Part 1 - Introduction to GeoEnrichment

Introduction

The GeoEnrichment module provides a python interface for access the demographic data provided through Business Analyst to enrich study areas, access standard geographies, and create reports. Accessing standard geographies enables retrieving and enriching standard jurisdictional areas such as counties, postal (zip) codes or US Census Block Groups in the United States.

Enriching Study Areas

The GeoEnrichment enrich capability adds location intelligence to the data by providing facts about a location or an area. Using GeoEnrichment, you can get information about the people and places in a specific area or within a certain distance or drive time from a location. It enables you to query and use information from a large collection of datasets including population, income, housing, consumer behavior, and the natural environment.

This enables you to answer questions about locations that you can't answer with maps alone. For example, what kind of people live here? What do people like to do in this area? What are their habits and lifestyles?
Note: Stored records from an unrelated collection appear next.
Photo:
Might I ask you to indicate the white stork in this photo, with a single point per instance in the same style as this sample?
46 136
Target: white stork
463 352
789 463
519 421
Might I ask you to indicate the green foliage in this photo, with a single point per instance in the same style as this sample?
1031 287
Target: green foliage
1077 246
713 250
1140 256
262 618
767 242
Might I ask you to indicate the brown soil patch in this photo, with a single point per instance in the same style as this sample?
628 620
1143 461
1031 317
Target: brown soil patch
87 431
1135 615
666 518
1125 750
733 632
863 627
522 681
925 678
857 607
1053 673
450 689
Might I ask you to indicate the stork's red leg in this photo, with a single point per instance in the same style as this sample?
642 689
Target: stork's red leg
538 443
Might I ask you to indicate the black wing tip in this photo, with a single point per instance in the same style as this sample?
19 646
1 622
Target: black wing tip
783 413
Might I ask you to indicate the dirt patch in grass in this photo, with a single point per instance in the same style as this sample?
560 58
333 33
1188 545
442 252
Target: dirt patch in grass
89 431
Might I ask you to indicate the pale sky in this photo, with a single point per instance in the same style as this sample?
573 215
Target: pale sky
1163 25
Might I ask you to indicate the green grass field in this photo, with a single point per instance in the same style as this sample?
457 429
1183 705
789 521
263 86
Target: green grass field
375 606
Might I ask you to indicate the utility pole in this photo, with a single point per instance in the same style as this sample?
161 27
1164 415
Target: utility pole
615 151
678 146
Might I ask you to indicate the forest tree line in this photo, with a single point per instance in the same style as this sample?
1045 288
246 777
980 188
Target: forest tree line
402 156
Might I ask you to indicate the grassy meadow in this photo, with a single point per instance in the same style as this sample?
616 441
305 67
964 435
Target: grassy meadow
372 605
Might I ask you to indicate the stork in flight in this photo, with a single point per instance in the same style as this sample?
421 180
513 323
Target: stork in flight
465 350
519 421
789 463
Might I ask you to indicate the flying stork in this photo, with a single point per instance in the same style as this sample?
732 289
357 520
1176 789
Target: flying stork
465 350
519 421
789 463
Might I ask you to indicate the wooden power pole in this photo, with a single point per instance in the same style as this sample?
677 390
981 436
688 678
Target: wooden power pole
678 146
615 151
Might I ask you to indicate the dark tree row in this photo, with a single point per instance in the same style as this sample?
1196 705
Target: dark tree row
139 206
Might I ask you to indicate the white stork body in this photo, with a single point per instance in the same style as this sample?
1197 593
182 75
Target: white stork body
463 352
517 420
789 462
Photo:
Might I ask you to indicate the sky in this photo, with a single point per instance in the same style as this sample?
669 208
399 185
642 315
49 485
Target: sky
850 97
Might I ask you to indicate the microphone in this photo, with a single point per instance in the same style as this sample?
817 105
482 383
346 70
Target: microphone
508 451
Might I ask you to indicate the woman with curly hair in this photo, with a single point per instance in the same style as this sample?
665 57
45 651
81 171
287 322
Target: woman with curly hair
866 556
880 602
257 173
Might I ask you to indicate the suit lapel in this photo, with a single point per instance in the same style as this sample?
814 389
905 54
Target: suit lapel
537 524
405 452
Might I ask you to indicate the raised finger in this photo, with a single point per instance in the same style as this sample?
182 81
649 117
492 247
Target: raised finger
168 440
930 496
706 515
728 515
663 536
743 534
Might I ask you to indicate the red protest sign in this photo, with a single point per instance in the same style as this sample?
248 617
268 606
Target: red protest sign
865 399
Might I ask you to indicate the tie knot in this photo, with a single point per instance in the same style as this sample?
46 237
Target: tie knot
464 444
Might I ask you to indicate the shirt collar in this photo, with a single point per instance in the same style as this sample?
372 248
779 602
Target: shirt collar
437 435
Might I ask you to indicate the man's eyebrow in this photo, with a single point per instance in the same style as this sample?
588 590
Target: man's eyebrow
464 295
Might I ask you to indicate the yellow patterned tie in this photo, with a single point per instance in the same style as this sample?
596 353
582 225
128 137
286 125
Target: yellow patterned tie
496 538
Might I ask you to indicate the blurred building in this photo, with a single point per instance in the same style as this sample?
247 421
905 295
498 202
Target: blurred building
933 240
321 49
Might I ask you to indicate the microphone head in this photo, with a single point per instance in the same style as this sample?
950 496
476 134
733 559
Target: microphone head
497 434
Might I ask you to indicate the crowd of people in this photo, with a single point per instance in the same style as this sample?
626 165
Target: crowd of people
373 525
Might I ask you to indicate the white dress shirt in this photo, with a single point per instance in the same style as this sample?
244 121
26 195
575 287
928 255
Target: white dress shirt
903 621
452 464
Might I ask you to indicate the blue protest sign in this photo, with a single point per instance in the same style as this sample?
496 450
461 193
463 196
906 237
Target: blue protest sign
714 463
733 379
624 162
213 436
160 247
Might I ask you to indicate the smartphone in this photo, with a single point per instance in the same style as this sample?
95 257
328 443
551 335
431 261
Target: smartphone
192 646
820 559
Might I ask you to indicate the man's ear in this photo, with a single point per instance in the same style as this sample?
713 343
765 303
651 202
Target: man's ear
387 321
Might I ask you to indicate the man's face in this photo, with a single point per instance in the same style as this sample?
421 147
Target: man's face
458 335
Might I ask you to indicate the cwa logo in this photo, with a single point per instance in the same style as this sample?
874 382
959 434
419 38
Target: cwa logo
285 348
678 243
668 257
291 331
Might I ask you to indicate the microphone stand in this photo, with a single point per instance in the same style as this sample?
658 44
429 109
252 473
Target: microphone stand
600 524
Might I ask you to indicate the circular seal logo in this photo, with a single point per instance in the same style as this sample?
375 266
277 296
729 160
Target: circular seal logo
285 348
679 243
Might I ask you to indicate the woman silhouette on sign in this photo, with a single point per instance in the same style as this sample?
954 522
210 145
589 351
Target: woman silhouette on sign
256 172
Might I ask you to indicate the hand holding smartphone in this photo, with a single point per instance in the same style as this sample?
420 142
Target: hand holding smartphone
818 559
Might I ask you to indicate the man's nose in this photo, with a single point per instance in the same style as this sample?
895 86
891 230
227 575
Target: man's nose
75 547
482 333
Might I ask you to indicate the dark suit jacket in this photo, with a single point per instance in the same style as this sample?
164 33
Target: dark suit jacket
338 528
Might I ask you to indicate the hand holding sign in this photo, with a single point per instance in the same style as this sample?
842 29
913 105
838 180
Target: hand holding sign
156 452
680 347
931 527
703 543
GeoEnrichment makes your analysis more powerful by adding demographic variables in a geographic context. Further, these variables can be accessed at multiple standard geographic resolutions based on the jurisdictional area.

Getting Started

GeoEnrichment Source

Utilizing these capabilities requires either a properly configured Web GIS instance and a login with permissions to utilize these capabilities, or a local installation of ArcGIS Pro with Business Analyst and at least one country data pack installed. A properly configured Web GIS instance can be either ArcGIS Online or ArcGIS Enterprise. ArcGIS Enterprise can support GeoEnrichment module capabilities by configuring the GeoEnrichment utility service to connect to ArcGIS Online or a fully configured ArcGIS Business Analyst Enterprise deployment.

Local GeoEnrichment Source

If utilizing a local GIS to perform enrichment, you need to have an environment configured with ArcGIS Pro with Business Analyst and at least one local data pack. To specify this local source, you must create an arcgis.gis.GIS object instance using the 'pro' keyword. This tells GeoEnrichment to use the locally installed source.

NOTE: At the 2.1.0 release, standard geography retrieval and reporting is not yet supported with a local source.

from arcgis.gis import GIS

gis = GIS("pro")

Web GIS GeoEnrichment Source

If using ArcGIS Online or ArcGIS Enterprise with the GeoEnrichment module, you need to create an arcgis.gis.GIS object instance connected to the properly configured Web GIS with a user who has permissions to perform enrichment and create reports.

NOTE: GeoEnrichment operations using ArcGIS Online consumes credits. Credits are the currency used across ArcGIS and are consumed for specific transactions. Learn more about credit consumption for GeoEnrichment here.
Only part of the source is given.